Alsaidy: Most importantly, the local populations on both sides of the conflict are unable to afford basic life commodities anymore. Since the beginning of the war, food and fuel prices have skyrocketed. At the same time, employment opportunities have become increasingly rare. During Ramadan, which just ended, you would normally see busy shops and congested streets in Sana′a.
This time around, the stores were almost empty as there is simply no way for people to afford even the most basic commodities. The situation is dire in most respects. Take the educational sector: everyday at 10 a.m. there are lots of kids in the streets, wearing school uniforms. But they don′t have anywhere to go, as most teachers do not work a full day due to irregular and unfulfilled salary payments. The country′s institutional and economic infrastructure is nearing collapse.

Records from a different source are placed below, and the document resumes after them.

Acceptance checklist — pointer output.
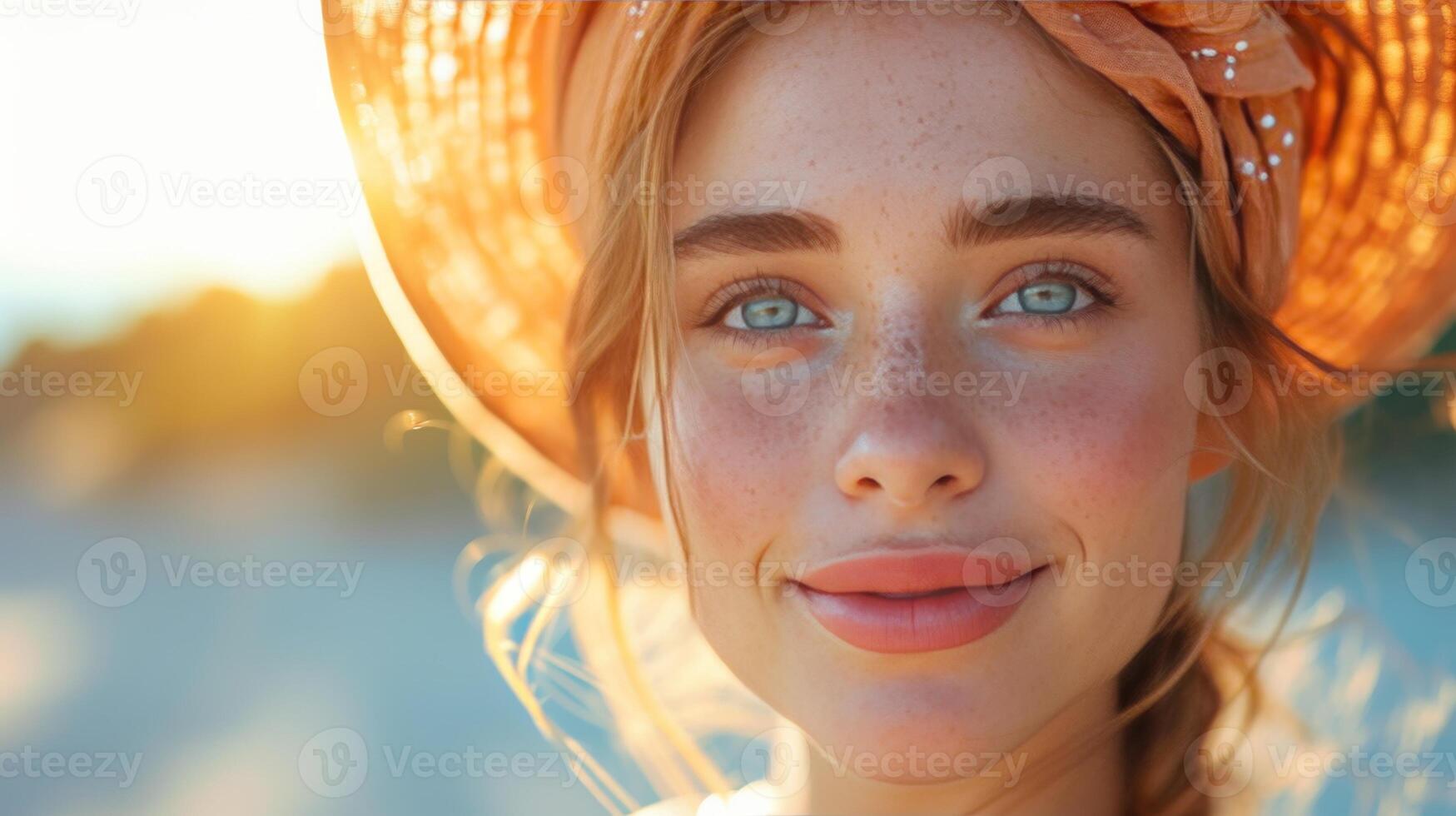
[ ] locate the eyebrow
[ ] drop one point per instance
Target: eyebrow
(1005, 219)
(1036, 216)
(769, 231)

That is especially true for the health sector. Currently, it is estimated that around 16 million Yemenis don′t have access to proper healthcare. What can a humanitarian organisation like MdM do to help?

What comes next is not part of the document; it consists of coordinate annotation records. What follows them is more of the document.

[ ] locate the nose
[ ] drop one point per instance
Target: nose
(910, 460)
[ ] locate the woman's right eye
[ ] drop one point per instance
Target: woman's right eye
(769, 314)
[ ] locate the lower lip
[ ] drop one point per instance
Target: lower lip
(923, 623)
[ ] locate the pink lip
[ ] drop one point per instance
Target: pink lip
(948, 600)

Alsaidy: Right now our primary task is to prevent the imminent breakdown of important health infrastructure. Only around 50 percent of the health sector in Yemen is operational at the moment. There is no money for staff, instruments and drugs. Thus, we are trying to assist governmental agencies by supporting 13 health centres and hospitals around the country. We import drugs via our headquarters in Paris to our base in Djibouti, then on to Sana′a; we also assist locally with consultations and expertise. For us, a main concern is the access of rural populations to medical care. In recent years, if women were pregnant in the villages around Sana′a, for example, they had to travel five hours to receive professional assistance. Many young women and children died in the process. Two weeks ago, we managed to support a rural hospital outside the city in the setting-up of an operation room where C-sections can now be performed. Small steps of course, but small steps are better than no steps at all.